En 2010, les États participants ont adopté un Plan stratégique pour la biodiversité révisé et mis à jour pour la période 2011-2020. On s’attend à ce que la 15e Conférence des Parties mette à jour ce plan et adopte un cadre pour l’après-2020 comme étape pour réaliser sa vision pour 2050 de « vivre en harmonie avec la nature ».

D’autres développements ont également rehaussé l’importance de la diversité bioculturelle. Par exemple, en août 2019, le Groupe d’experts intergouvernemental sur l’évolution du climat (GIEC) a publié le Rapport spécial sur le changement climatique et les terres émergées. Il reconnaît que les connaissances autochtones et locales, les droits fonciers communautaires et la participation communautaire autochtone et locale sont essentiels aux efforts d’adaptation et d’atténuation des changements climatiques.

Et bien sûr, 2019 est l’Année internationale des langues autochtones.

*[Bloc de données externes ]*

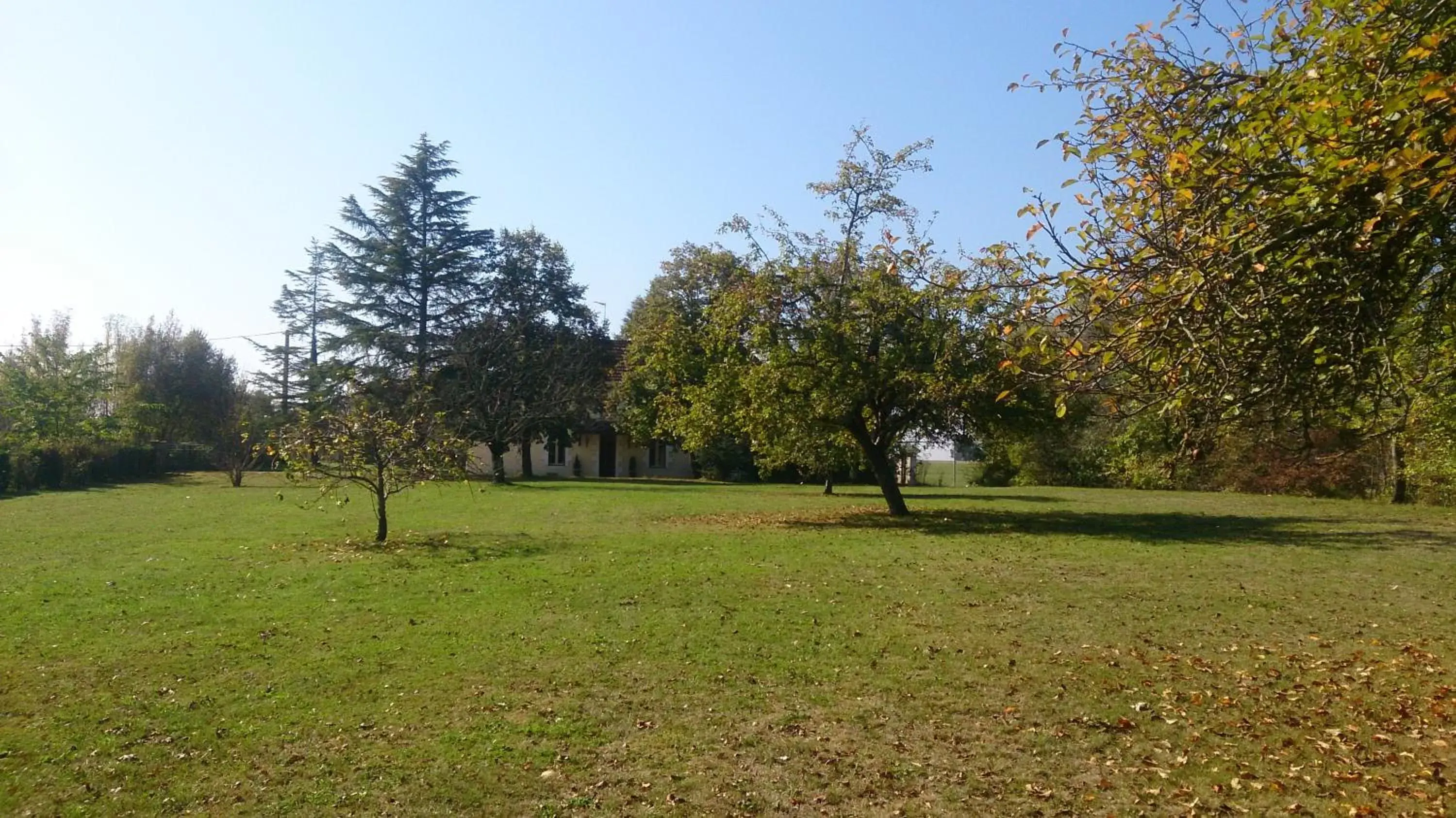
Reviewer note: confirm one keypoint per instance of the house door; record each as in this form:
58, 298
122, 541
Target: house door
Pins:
608, 466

De nombreuses personnes et organisations renforcent le message que les peuples autochtones sont des chefs de file en matière d’environnement, et que leurs langues font partie intégrante de leurs cultures et représentent des systèmes complexes de connaissances et de communication.

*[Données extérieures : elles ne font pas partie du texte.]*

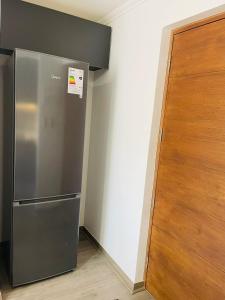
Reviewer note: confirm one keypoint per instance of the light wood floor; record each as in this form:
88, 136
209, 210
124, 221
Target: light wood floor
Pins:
93, 279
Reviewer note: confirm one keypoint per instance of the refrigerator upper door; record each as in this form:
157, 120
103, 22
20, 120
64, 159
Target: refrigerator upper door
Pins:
49, 126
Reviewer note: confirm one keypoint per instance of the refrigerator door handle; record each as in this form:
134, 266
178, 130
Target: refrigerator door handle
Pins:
39, 202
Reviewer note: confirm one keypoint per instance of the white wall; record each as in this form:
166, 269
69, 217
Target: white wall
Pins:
1, 151
86, 145
123, 133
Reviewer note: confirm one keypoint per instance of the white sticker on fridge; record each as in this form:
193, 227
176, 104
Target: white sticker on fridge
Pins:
75, 81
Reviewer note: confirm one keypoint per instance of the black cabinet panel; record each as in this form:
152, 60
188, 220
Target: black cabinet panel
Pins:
32, 27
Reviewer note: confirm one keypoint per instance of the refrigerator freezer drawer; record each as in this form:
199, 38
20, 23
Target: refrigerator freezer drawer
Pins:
45, 236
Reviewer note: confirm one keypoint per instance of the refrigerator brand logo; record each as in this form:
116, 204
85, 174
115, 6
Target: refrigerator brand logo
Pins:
55, 77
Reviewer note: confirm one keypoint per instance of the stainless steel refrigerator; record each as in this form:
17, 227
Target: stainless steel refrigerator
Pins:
44, 137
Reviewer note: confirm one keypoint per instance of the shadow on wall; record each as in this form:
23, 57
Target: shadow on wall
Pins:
99, 153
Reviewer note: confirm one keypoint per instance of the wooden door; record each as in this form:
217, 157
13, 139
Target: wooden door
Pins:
187, 245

Aperçu de la Déclaration régionale sur la diversité bioculturelle

Dans ce contexte, les participants du Dialogue nord-américain ont adopté la Déclaration régionale nord-américaine sur la diversité bioculturelle. Cette déclaration contient des principes et des mesures visant à rendre les communautés plus résilientes et à renforcer les liens entre la diversité biologique et culturelle. Elle reconnaît également l’importance des langues, connaissances et systèmes de gestion autochtones dans la préservation de la diversité bioculturelle. Elle met l’accent sur l’importance du respect des droits autochtones.

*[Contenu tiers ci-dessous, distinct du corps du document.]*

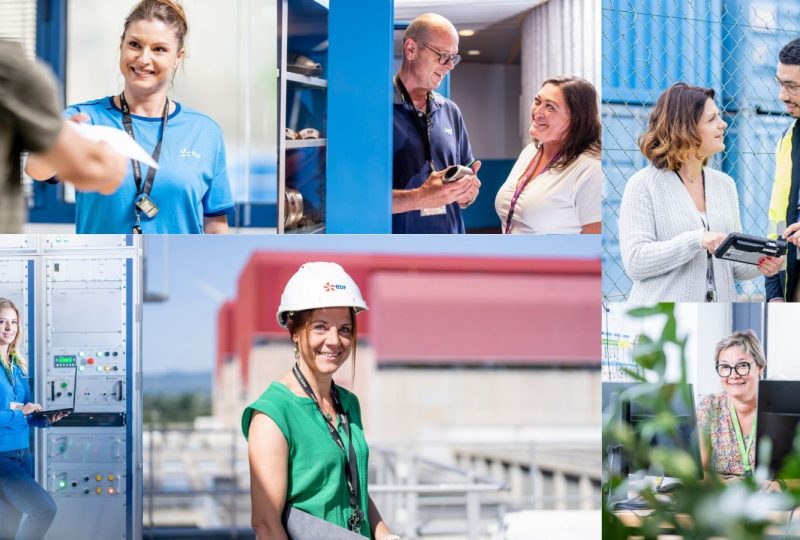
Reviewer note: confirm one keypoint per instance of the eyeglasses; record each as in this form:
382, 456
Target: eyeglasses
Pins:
791, 88
444, 57
741, 369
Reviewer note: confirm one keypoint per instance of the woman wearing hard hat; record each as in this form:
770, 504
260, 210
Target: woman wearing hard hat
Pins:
308, 454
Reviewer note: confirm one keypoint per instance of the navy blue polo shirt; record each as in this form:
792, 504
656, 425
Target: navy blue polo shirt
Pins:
449, 146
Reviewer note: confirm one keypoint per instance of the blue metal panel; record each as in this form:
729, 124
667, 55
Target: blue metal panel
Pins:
359, 187
755, 33
31, 352
622, 126
131, 418
649, 45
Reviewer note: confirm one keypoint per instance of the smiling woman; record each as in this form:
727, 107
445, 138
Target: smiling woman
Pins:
555, 185
190, 191
676, 212
308, 453
728, 419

Les recommandations de la Déclaration soutiennent notamment :

  • La gouvernance et l’utilisation durable par les Autochtones des territoires, terres et cours d’eau traditionnels
  • Les stratégies dirigées par des Autochtones pour protéger, revitaliser et soutenir les langues et systèmes de connaissances autochtones
  • L’assurance que les jeunes Autochtones seront exposés aux langues et aux connaissances traditionnelles de leurs cultures

La Déclaration recommande également de veiller à ce que les peuples autochtones prennent part à toutes les discussions qui les concernent. Cela comprend la participation à la création du cadre mondial de la biodiversité pour l’après-2020 et la mise en œuvre de la CDB de façon générale.

La Déclaration est un cadre important. Elle soutient des politiques, programmes et projets qui respectent, restaurent et promeuvent les forces de la diversité bioculturelle, et qui en tirent parti, pour aborder les défis socio-environnementaux les plus urgents auxquels fait face la société mondiale.